L’ÉCOLE Asia Pacific, School of Jewelry Arts presents its sixth exhibition “Daniel Brush, An Edifying Journey: Gold, Aluminum, Steel”, showcasing creations of the late American-born Contemporary artist Daniel Brush that are first shown to the public worldwide. “With the School’s mission to introduce diverse forms of jewelry arts to everyone, we are excited to be the first in Asia to hold an exhibition of Daniel Brush who had truly demonstrated one’s creativity, devotion in the making and passions of art, all to the fullest extent.” said Élise Gonnet-Pon, Managing Director of L’ÉCOLE Asia Pacific, School of Jewelry Arts.

To the world of jewelry, Daniel Brush’s creations are pure poems of light, consummate objects of contemplation. We may wonder about the wearability or the finality of some of his pieces, but this is only because we must see them as more than jewels, as the spiritual quintessence of the jewel. In the artist’s own words: “Jewelry is a vehicle to get closer to the gods, a conduit to allow dreams into our lives, into the maze of it all.” By the simple act of donning one of his rings, necklaces, or bracelets, the wearer adorns him or herself with the metal’s luminous spirit.

This path to the gods by way of the magic of stones and metals—the soul of the earth—and that of the jeweler’s hand began first and foremost as a journey of a poet in love. Daniel Brush encountered his muse at the Carnegie Institute of Technology (now Carnegie Mellon), and his search for a wedding band led him to jewelry. Inspiration beyond that of the sentimental variety also guided his work, such as his astounding discovery of a gold Etruscan bowl at the Victoria & Albert Museum when he was only thirteen. The granulation technique used in the piece set him on the trail of ancient savoir-faire. And although he may have been self-taught, that in no way prevented him from excelling at and pioneering in this area.

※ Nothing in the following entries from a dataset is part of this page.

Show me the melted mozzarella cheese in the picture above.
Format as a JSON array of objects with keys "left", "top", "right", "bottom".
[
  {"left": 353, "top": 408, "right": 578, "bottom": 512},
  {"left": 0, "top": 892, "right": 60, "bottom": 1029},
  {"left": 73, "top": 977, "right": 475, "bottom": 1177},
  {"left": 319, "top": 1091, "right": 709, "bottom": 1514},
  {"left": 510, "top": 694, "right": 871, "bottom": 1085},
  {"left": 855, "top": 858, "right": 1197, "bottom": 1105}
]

Whatever the material or technique, his hand sought a level of perfection that would render it invisible.

Philosophical or alchemical in nature, his thought process around metals brought him to confront three of them: gold, aluminum, and steel. The exhibition is organized around his experimentations. While he discovered ancient goldworking techniques by his own means, his techniques for working aluminum and steel were experimental. Once considered precious, the metals had fallen out of favor in jewelry. Nothing could have pleased Daniel Brush more than to resurrect these forgotten metals and deploy them with technical asceticism, all the while continuing to explore and nourish his vision through a wide range of sources including medieval objects and armor, Japanese metalwork, and Napoleonic travel cases, among others.

ABOUT THE ARTIST / ORGANISER

Daniel Brush, revered American artist-goldsmith, painter, sculptor, philosopher, engineer and enigma was not so much a Renaissance man as a modern-day alchemist. Secluded in his Manhattan loft, with his wife, Olivia, also an artist, as his constant companion and collaborator, secreted in a labyrinth of the myriad antique turning lathes, and guilloche-engraving machines that he collected, Brush practiced the ancient, noble art of the goldsmith, fusing art and science, with poetry and philosophy.

Born in Cleveland Ohio in 1947, his mother an artist, his father a businessman, Brush won a scholarship to art school, the Carnegie Institute of Technology, Pittsburgh, where he met Olivia; his first foray into jewelry was making Olivia’s wedding ring. After graduate school, he was a professor at Georgetown University, teaching art philosophy.

He had been painting for some years, when, in 1978, he and Olivia moved to New York City to focus on his work as an artist, and, he says he simply carried on from that point, every day just the same.

Throughout his work, Daniel Brush has transformed all our perceptions and dispelled our preconceptions of jewelry, challenging us to re-think our understanding of the jewel, its role, decorative, emotional or talismanic, its place in our lives today, its relationship to the body, to femininity, to fashion and fabrics.